And on top of this, we learned this week that my FIL is not doing well. He is barely eating and the people at the assisted care facility called my husband to let him know that if he stops eating entirely, he won't last long. I think it's clear that my FIL will not make it through the summer and there is a very real possibility that he may die before we even travel. My husband wants me to help him and be there if his father does die in the next week, and that would mean pulling out of the conference. I don't know who will cover my tasks and I need to prepare for this contingency. There is also the possibility that my FIL will die when my husband and I are on the Camino in Spain and we'll have to come back from that and cancel all those plans - which is also something I have been spending a lot of time scheduling and researching.

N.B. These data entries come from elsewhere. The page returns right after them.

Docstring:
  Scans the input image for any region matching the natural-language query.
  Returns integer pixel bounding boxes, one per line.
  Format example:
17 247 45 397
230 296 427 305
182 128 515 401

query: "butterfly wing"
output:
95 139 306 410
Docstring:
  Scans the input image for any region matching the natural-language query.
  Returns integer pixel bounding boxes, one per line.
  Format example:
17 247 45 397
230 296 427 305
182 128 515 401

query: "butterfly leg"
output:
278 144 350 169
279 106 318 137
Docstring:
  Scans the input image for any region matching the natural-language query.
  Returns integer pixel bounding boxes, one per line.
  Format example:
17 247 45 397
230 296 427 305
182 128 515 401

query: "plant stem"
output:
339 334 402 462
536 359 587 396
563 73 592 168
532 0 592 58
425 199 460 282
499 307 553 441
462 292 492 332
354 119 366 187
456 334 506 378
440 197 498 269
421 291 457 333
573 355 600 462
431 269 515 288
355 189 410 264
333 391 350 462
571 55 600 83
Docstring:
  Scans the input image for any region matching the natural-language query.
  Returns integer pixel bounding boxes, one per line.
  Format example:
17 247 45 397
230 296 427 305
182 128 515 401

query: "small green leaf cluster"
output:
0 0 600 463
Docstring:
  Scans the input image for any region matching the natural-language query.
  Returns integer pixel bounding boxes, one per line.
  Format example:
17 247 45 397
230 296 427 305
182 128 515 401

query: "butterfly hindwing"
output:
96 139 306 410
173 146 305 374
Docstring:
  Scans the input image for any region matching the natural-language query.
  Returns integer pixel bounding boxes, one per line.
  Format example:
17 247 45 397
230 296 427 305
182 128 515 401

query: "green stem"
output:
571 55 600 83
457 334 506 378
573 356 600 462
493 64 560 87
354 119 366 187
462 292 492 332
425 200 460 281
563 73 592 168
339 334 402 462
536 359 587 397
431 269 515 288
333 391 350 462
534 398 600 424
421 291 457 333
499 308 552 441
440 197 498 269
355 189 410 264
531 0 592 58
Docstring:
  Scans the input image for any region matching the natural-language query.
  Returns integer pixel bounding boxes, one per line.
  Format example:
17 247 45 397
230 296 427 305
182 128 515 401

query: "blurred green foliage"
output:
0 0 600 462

My racing heart and inability to take a nap yesterday are part of this stress. I recognize that I am also using fanfiction as an escape right now. There is a lot of really good novel-length Heated Rivalry fanfiction full of longing, broken hearts, and misunderstandings due to immaturity and fear of social consequences. The tropes are so very different from what I was used to in the Sherlock fandom, and my Ao3 "to read" bookmarks are exploding. I am really enjoying the fic, but it is reminding me of the last time I fell deeply into fic during my early Sherlock fandom days. I am so surprised it's happening again. I love having a fandom again. I enjoy the feelings these really good stories are invoking in me, but I'm surprised. I thought this was in my past. In fact, I thought my reaction to fanfiction of the past was because of something going on in my life at the time that is not going on now. I am disappointed to learn that I am wrong. My hope is that when the stress abates in a few weeks that I will feel less drawn to the many various ways Shane and Ilya can be torn apart and find their way back to each other.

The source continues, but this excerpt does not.